Analysing a data set, start to finish

For this assignment we’re going to look at birthweights of babies in California from 2000 to 2013. The data has year, groups of birthweights, and counts of number of babies in that group of birth weights. There’s also information on county, zip code, lat/long, etc. These may or may not be useful, but are interesting grouping factors.

1) Ask a question

With this in hand, what is a question that you want to ask? This can be about how things change over time, how they change within a group, how things change by city (or zip). Write down a question. Keep it simple and direct!

2) What are the steps you will need to undertake to answer the question?

OK, based on that question, what steps will you need to undertake to manipulate the data into a usable form, and then make plots? Remember, no code! Just steps.

3) Data manipulation

Based on your steps above, code the steps of data manipulation to make bend the dataset to your will.

4) Plot and an answer

With this reshaped data, make a plot that answers your question! What does it say? What did you learn from this plot with respect to your question?

5) Final project: data and question

Now is the time that you need to begin to think more about your final project. Provide a link to the dataset you are going to use for your final project (if you have it on your laptop, you can share it with me via dropbox or other service). Also provide a brief description.
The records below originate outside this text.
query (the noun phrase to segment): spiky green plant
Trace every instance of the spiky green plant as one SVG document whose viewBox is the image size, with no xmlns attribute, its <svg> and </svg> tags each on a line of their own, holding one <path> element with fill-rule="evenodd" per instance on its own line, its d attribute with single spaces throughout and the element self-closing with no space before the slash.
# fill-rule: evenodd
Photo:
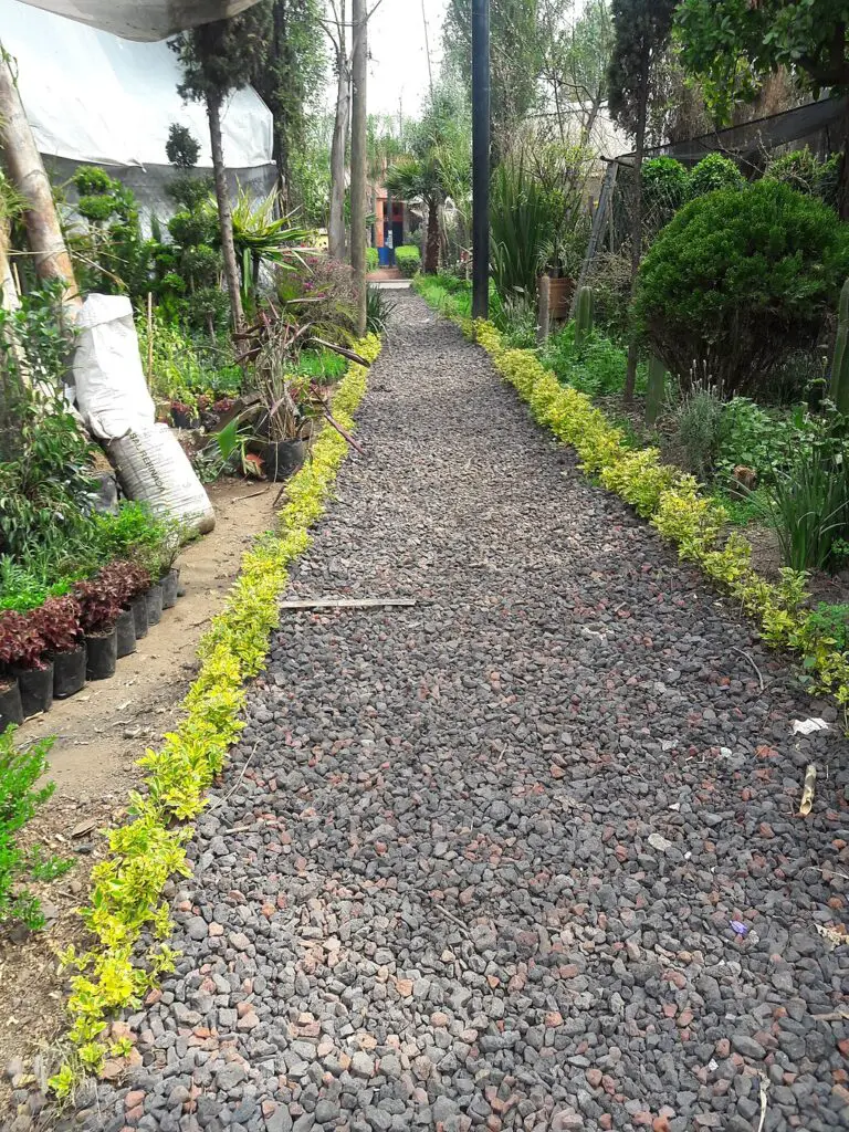
<svg viewBox="0 0 849 1132">
<path fill-rule="evenodd" d="M 583 350 L 586 345 L 593 327 L 593 297 L 592 288 L 582 286 L 577 292 L 577 308 L 575 310 L 575 346 Z"/>
<path fill-rule="evenodd" d="M 849 280 L 840 292 L 838 336 L 831 363 L 831 398 L 841 413 L 849 413 Z"/>
</svg>

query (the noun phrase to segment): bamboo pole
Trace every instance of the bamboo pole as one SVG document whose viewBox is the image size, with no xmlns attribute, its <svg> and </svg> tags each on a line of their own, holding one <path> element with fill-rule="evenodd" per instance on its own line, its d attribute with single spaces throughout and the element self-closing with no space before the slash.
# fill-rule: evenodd
<svg viewBox="0 0 849 1132">
<path fill-rule="evenodd" d="M 68 248 L 59 225 L 44 163 L 20 101 L 10 57 L 0 45 L 0 139 L 9 180 L 28 203 L 24 212 L 29 248 L 38 278 L 59 278 L 65 302 L 74 314 L 82 307 Z"/>
<path fill-rule="evenodd" d="M 147 388 L 153 388 L 153 291 L 147 292 Z"/>
</svg>

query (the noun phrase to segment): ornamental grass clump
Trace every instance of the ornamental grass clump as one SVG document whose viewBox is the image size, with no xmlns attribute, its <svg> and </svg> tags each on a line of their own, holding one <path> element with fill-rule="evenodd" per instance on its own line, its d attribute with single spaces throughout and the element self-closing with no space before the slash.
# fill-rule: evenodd
<svg viewBox="0 0 849 1132">
<path fill-rule="evenodd" d="M 22 920 L 31 931 L 44 925 L 38 901 L 20 884 L 26 873 L 16 834 L 53 794 L 54 786 L 36 787 L 48 770 L 52 739 L 40 739 L 26 749 L 15 745 L 16 728 L 0 735 L 0 924 Z"/>
</svg>

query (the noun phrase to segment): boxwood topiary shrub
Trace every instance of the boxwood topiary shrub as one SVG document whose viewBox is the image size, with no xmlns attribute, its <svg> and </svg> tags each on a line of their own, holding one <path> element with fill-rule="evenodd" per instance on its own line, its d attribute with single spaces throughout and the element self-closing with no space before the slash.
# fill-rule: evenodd
<svg viewBox="0 0 849 1132">
<path fill-rule="evenodd" d="M 675 157 L 652 157 L 643 165 L 646 220 L 663 228 L 689 198 L 689 170 Z"/>
<path fill-rule="evenodd" d="M 721 153 L 709 153 L 702 157 L 689 178 L 691 197 L 703 197 L 705 192 L 719 189 L 743 189 L 746 178 L 729 157 Z"/>
<path fill-rule="evenodd" d="M 756 396 L 791 349 L 813 349 L 849 274 L 849 225 L 777 181 L 692 200 L 643 260 L 633 315 L 688 386 Z"/>
<path fill-rule="evenodd" d="M 395 263 L 402 275 L 412 278 L 421 267 L 421 252 L 412 243 L 403 243 L 395 248 Z"/>
</svg>

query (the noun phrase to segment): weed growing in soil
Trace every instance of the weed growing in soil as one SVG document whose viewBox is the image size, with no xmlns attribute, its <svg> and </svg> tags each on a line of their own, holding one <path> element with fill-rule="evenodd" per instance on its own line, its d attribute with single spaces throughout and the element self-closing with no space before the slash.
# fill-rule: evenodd
<svg viewBox="0 0 849 1132">
<path fill-rule="evenodd" d="M 369 336 L 354 349 L 374 361 L 380 343 Z M 333 403 L 343 429 L 354 428 L 352 414 L 365 392 L 366 370 L 352 365 Z M 85 954 L 69 947 L 60 957 L 63 968 L 76 972 L 68 1011 L 69 1037 L 77 1047 L 50 1081 L 60 1099 L 72 1094 L 80 1067 L 97 1071 L 111 1052 L 102 1040 L 109 1014 L 138 1002 L 162 974 L 174 969 L 175 954 L 164 942 L 171 919 L 162 892 L 169 877 L 188 875 L 186 843 L 192 834 L 188 823 L 206 805 L 205 791 L 221 773 L 242 728 L 246 681 L 265 663 L 289 565 L 309 547 L 309 528 L 324 512 L 346 453 L 343 437 L 327 428 L 310 462 L 288 482 L 278 533 L 266 534 L 247 551 L 224 609 L 200 642 L 201 669 L 186 697 L 183 721 L 158 751 L 148 751 L 140 761 L 147 771 L 145 796 L 131 795 L 131 820 L 112 830 L 109 856 L 92 872 L 84 917 L 95 943 Z M 143 932 L 156 941 L 146 968 L 135 961 Z"/>
<path fill-rule="evenodd" d="M 28 865 L 32 872 L 32 863 L 27 863 L 18 848 L 15 834 L 53 794 L 52 782 L 36 788 L 48 769 L 48 753 L 53 740 L 41 739 L 19 749 L 15 745 L 16 730 L 8 727 L 0 735 L 0 924 L 17 919 L 31 931 L 37 931 L 44 926 L 38 901 L 20 885 Z"/>
</svg>

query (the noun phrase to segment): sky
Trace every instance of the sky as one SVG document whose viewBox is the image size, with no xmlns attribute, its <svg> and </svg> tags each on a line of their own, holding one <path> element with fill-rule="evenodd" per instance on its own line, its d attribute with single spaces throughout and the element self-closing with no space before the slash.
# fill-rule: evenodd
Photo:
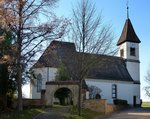
<svg viewBox="0 0 150 119">
<path fill-rule="evenodd" d="M 72 8 L 79 0 L 59 0 L 53 11 L 58 17 L 70 19 Z M 141 40 L 140 43 L 140 80 L 141 98 L 150 101 L 144 92 L 145 76 L 150 67 L 150 0 L 90 0 L 95 3 L 97 13 L 102 12 L 105 24 L 112 26 L 112 31 L 117 42 L 125 20 L 127 18 L 127 1 L 129 6 L 129 18 L 134 30 Z M 26 90 L 24 87 L 23 90 Z"/>
</svg>

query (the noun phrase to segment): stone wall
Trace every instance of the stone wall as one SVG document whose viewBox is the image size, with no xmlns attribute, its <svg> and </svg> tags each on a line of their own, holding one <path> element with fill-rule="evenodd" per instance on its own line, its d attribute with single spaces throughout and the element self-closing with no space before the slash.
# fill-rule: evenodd
<svg viewBox="0 0 150 119">
<path fill-rule="evenodd" d="M 107 112 L 107 101 L 104 99 L 89 99 L 83 102 L 83 107 L 105 114 Z"/>
<path fill-rule="evenodd" d="M 103 114 L 109 114 L 109 113 L 116 112 L 124 108 L 124 106 L 107 104 L 107 101 L 105 99 L 85 100 L 83 102 L 83 107 L 91 109 L 96 112 L 103 113 Z"/>
<path fill-rule="evenodd" d="M 41 99 L 23 99 L 23 106 L 43 106 L 45 101 Z"/>
</svg>

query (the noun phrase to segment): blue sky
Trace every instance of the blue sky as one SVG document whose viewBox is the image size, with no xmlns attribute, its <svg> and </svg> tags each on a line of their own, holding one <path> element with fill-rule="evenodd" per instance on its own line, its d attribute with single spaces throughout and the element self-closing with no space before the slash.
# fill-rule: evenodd
<svg viewBox="0 0 150 119">
<path fill-rule="evenodd" d="M 76 6 L 78 0 L 60 0 L 54 12 L 57 16 L 70 18 L 72 8 Z M 97 12 L 102 12 L 105 24 L 112 25 L 112 31 L 115 35 L 115 41 L 120 37 L 125 20 L 127 18 L 126 3 L 127 0 L 91 0 L 95 3 Z M 129 18 L 134 30 L 141 40 L 140 61 L 141 61 L 141 97 L 145 101 L 145 92 L 143 90 L 145 75 L 150 66 L 150 0 L 128 0 Z"/>
<path fill-rule="evenodd" d="M 76 6 L 79 0 L 59 0 L 54 12 L 57 16 L 71 18 L 72 8 Z M 95 3 L 97 12 L 102 12 L 105 24 L 112 25 L 112 31 L 117 42 L 122 32 L 125 20 L 127 18 L 126 3 L 127 0 L 91 0 Z M 128 0 L 129 18 L 134 30 L 141 40 L 140 61 L 141 61 L 141 98 L 145 97 L 143 90 L 146 82 L 144 77 L 150 66 L 150 0 Z M 150 100 L 150 99 L 149 99 Z"/>
</svg>

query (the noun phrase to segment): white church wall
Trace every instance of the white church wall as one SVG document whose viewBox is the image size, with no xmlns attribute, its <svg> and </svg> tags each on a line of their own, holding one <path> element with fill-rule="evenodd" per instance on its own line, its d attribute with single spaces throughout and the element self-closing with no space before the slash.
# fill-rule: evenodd
<svg viewBox="0 0 150 119">
<path fill-rule="evenodd" d="M 130 55 L 130 48 L 135 48 L 135 56 Z M 120 51 L 123 50 L 123 58 L 125 59 L 132 59 L 132 60 L 139 60 L 139 44 L 125 42 L 119 46 L 118 57 L 121 57 Z"/>
<path fill-rule="evenodd" d="M 140 81 L 140 64 L 137 62 L 126 62 L 129 74 L 135 81 Z"/>
<path fill-rule="evenodd" d="M 107 102 L 112 104 L 112 85 L 117 85 L 117 99 L 127 100 L 129 104 L 133 104 L 134 93 L 139 93 L 138 91 L 133 92 L 134 84 L 132 82 L 121 82 L 121 81 L 110 81 L 110 80 L 99 80 L 99 79 L 86 79 L 87 85 L 93 85 L 102 90 L 101 98 L 107 99 Z M 138 87 L 137 87 L 138 88 Z"/>
<path fill-rule="evenodd" d="M 57 72 L 57 68 L 50 68 L 50 67 L 45 67 L 45 68 L 36 68 L 33 69 L 35 75 L 37 76 L 38 74 L 42 75 L 42 89 L 45 89 L 46 87 L 46 82 L 47 81 L 54 81 L 55 80 L 55 75 Z M 31 98 L 33 99 L 40 99 L 41 98 L 41 92 L 37 92 L 37 80 L 34 80 L 34 84 L 30 84 L 32 89 L 31 89 Z"/>
<path fill-rule="evenodd" d="M 136 103 L 137 104 L 140 104 L 141 103 L 141 100 L 140 100 L 140 97 L 141 97 L 141 93 L 140 93 L 140 84 L 134 84 L 134 96 L 136 96 Z"/>
</svg>

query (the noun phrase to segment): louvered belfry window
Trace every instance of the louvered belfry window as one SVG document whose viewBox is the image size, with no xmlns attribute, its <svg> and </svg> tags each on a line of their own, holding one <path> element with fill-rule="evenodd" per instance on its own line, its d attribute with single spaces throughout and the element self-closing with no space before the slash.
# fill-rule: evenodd
<svg viewBox="0 0 150 119">
<path fill-rule="evenodd" d="M 116 84 L 112 85 L 112 98 L 114 99 L 117 98 L 117 85 Z"/>
</svg>

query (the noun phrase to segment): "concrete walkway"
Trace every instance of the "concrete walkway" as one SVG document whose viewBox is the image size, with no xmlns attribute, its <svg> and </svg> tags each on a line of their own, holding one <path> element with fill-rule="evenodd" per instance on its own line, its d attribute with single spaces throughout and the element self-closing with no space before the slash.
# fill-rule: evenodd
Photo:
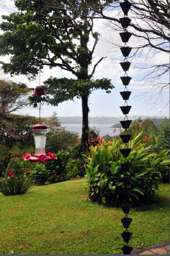
<svg viewBox="0 0 170 256">
<path fill-rule="evenodd" d="M 169 254 L 169 245 L 147 250 L 139 254 Z"/>
<path fill-rule="evenodd" d="M 161 254 L 169 255 L 169 242 L 146 246 L 141 249 L 134 249 L 131 254 Z"/>
<path fill-rule="evenodd" d="M 150 246 L 145 246 L 141 249 L 133 249 L 131 255 L 143 254 L 161 254 L 169 255 L 169 242 L 165 242 L 157 245 L 150 245 Z M 117 255 L 124 255 L 122 253 Z"/>
</svg>

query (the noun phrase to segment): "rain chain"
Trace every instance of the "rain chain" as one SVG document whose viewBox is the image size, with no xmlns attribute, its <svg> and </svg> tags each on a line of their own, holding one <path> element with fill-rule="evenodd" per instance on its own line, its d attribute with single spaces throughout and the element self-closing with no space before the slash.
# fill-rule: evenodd
<svg viewBox="0 0 170 256">
<path fill-rule="evenodd" d="M 121 47 L 120 48 L 124 57 L 125 57 L 124 61 L 121 62 L 120 65 L 123 70 L 125 72 L 124 76 L 120 78 L 123 85 L 125 86 L 124 91 L 120 92 L 120 94 L 121 95 L 123 99 L 125 100 L 124 106 L 120 107 L 123 114 L 125 115 L 124 121 L 120 121 L 120 123 L 122 128 L 125 129 L 125 132 L 124 135 L 120 135 L 120 137 L 122 139 L 122 142 L 125 144 L 125 148 L 122 149 L 120 149 L 121 153 L 125 158 L 124 163 L 121 164 L 122 170 L 124 172 L 122 182 L 124 185 L 124 189 L 122 191 L 123 201 L 121 205 L 121 208 L 123 210 L 124 213 L 125 214 L 125 216 L 121 219 L 121 222 L 124 225 L 124 227 L 126 229 L 125 230 L 121 233 L 121 236 L 124 242 L 126 244 L 126 245 L 124 245 L 122 248 L 122 250 L 124 254 L 130 254 L 133 248 L 129 246 L 128 244 L 131 239 L 133 233 L 129 232 L 128 228 L 129 228 L 132 221 L 132 219 L 129 218 L 128 215 L 129 213 L 131 206 L 131 204 L 130 203 L 130 202 L 129 200 L 131 176 L 129 174 L 130 163 L 128 162 L 127 157 L 128 157 L 131 150 L 131 149 L 128 148 L 128 145 L 131 137 L 131 135 L 129 134 L 128 132 L 128 129 L 130 126 L 131 120 L 128 120 L 127 115 L 129 114 L 131 106 L 128 106 L 127 100 L 129 100 L 131 92 L 128 91 L 127 86 L 129 85 L 130 80 L 131 79 L 131 77 L 129 77 L 127 74 L 127 72 L 129 70 L 131 65 L 131 63 L 128 61 L 127 57 L 129 56 L 131 51 L 131 48 L 128 47 L 126 43 L 128 42 L 131 36 L 131 33 L 127 31 L 127 28 L 131 22 L 131 19 L 127 16 L 131 4 L 128 0 L 125 0 L 125 2 L 120 3 L 120 6 L 124 12 L 124 17 L 120 18 L 120 22 L 122 28 L 124 29 L 124 32 L 120 33 L 120 35 L 122 41 L 125 43 L 124 47 Z"/>
</svg>

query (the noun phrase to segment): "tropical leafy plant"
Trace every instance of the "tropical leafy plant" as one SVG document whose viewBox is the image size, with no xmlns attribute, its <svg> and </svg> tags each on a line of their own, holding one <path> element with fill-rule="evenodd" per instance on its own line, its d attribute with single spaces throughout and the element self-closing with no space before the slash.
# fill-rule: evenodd
<svg viewBox="0 0 170 256">
<path fill-rule="evenodd" d="M 132 150 L 127 160 L 131 169 L 127 174 L 132 176 L 131 200 L 150 200 L 151 195 L 159 188 L 162 173 L 168 169 L 168 150 L 159 154 L 149 152 L 146 148 L 142 133 L 130 141 Z M 98 203 L 120 204 L 124 187 L 124 173 L 121 164 L 124 158 L 120 149 L 124 148 L 121 140 L 103 141 L 91 146 L 87 155 L 83 155 L 89 186 L 89 199 Z"/>
<path fill-rule="evenodd" d="M 32 179 L 27 176 L 6 178 L 0 182 L 0 192 L 5 195 L 25 194 L 33 185 Z"/>
</svg>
For those who have not yet found the data they want to work with, consider the following links to searchable data archives.

https://www.dataone.org/
http://wonder.cdc.gov/
http://www.data.gov/ecosystems/
http://www.data.gov/ocean/
http://www.data.gov/health/
http://ebird.org/content/ebird/
http://www.healthdata.gov/
https://crcns.org/NWB
https://phpartners.org/health_stats.html

Now, with the data at hand, what questions might you ask of this data set?

6) Extra credit (variable, depending on awesomeness of data viz)

Note that there is latitude and longitude information in this data. Can you use that in some way to plot out anything interesting in the data in terms of geographic distribution. Note, log(x+1) transformations may be your friend for some things. Have fun with this!